Manuel Mathieu at Plug In ICA, Winnipeg

By Chukwudubem Ukaigwe

World Discovered Under Other Skies is Winnipeg’s introductory encounter with Haitian-Canadian artist Manuel Mathieu’s compounded practice. Currently showing at Plug In ICA, the exhibition is curated by Amin Alsaden and organized by The Power Plant in Toronto, where it first appeared in the fall of 2020. On stepping into the gallery, one gets caught up in a vital prayer: light in overdose bounces on surfaces, dances through crevices, and then bends like athletes. Barricades of colour waves tumble, leaving echoes of paint brushes. Lines zoom through, drips of paint drag, scratches, restless fragrances, screamed silences, negotiated distances. In this abstraction of calculated chaos is an anthropomorphic sublime; sentient forms break free from beautiful sepulchres. Mathieu’s canvases are heavy; some rip open with deaths.

Manuel Mathieu, installation image for World Discovered Under Other Skies at Plug In ICA (photo: Karen Asher)

This artist, a skilled ventriloquist, speaks through an array of materials. His acrylic paintings are laced with dust, paper tape, charcoal smudges, etchings, silicone, and chalk. Sometimes burnt fabric, surreptitious murders, and drunk celebrations. Mathieu peels open the scabs of history; fountains erupt, watering our vineyards of memory. Colour and forms briefly sweet as grapes, quickly ferment into sour realizations. Such burials, such excavations. Maps and maps of wasteland fertile with injury and rhetorical violences are graphed. They emerge sick with heroism. Included in this exhibition are amorphous ceramic tiles placed on a low and wide plinth. Their curvatures and surfaces are drawn up with colourful glazes. They vibrate in conversation amongst one another.
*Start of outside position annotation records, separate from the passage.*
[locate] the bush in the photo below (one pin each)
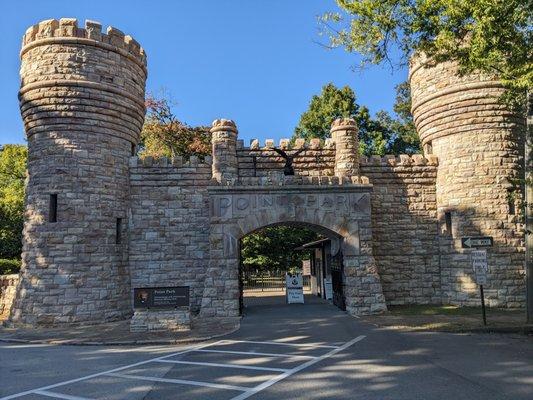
(9, 266)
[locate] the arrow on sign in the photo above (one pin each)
(480, 241)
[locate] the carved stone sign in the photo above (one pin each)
(161, 297)
(238, 204)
Manuel Mathieu, Sacred Burden, 2020, and The Collision, 2020 (courtesy: Plug In ICA; photo: Karen Asher)

World Discovered Under Other Skies is a fervent study of Haitian history and its global implications. The artist’s home country is the cradle of colonial emancipation. It is also the blueprint for state sovereignty in a lot of subsequent independent nations. Haiti is a strategic window for looking at our erotic climax of capitalist-imperialist catastrophes, as its historical victories have mingled over time with neocolonial cultural and political dictatorships. Hence, his paintings act as activated alters where the artist is a shamanic figure. We viewers have come here to be initiated into this seismic correlation of historical events, mixed with the artist’s ongoing research on temporalities and composition. There is no beginning or end to this ritual. The artist perhaps suggests experimentation? Perhaps he teases the paradoxical? I mean forgetting and remembering; I’m talking of the seductive grotesque of massacres. Perhaps we need water? Yes, let us wallow in our colonial pestilences, our ruptured galaxies. Come, let us sink in our elemental aquatic. This exhibition is an invitation to explore worlds within worlds.

Manuel Mathieu, Numa, 2017, and Zapruder/313, 2016 (courtesy: Plug In ICA; photo: Karen Asher)

Stretching through the painting Zapruder/313 (2016) is a depiction of John F. Kennedy’s carcass, freshly assassinated. He lays supine to our wanting unwantings, to our intercontinental greed. Fragments of brain matter spread, disheveled. The diptych consisting of paintings Study on a Disappearance 1 (2020) and Study on a Disappearance 2 (2020) speaks to government silencing by means of abduction. Although both paintings contend as contradictions, the former painting is redolent of Wangechi Mutu’s fantastical forms: colours break through each other malformed, orifices and black holes assume dynamic stances. The later painting is a loosely rendered interior contraption, braced over with burnt fabric. That we do not know what lies beyond this textile blockade heightens the absurdity of his permutations. Both paintings stand alone as strong; yet they elope as a diptych to transcend meanings.

World Discovered Under Other Skies transcribes ephemera, evaporating moments of racing thoughts, tender buoyancies, residues. Viewers enter wombs like caskets, into casket as wombs – wombs as drowning, symbolic births, symbolic deaths.

Manuel Mathieu: World Discovered Under Other Skies continues until April 3.
Plug In ICA:
The gallery is accessible.

Chukwudubem Ukaigwe is a Nigerian-born song, dispersed by a transient Atlantic breeze, currently passing through Canada. He consciously uses a variety of mediums to relay a plurality of ideas at any given time. He approaches his art practice as a conversation, or a portal into one, and in some instances, as an interpretation of this ongoing exchange. He operates as an interdisciplinary artist, curator, writer, and cultural worker, and is a founding member of Patterns Collective.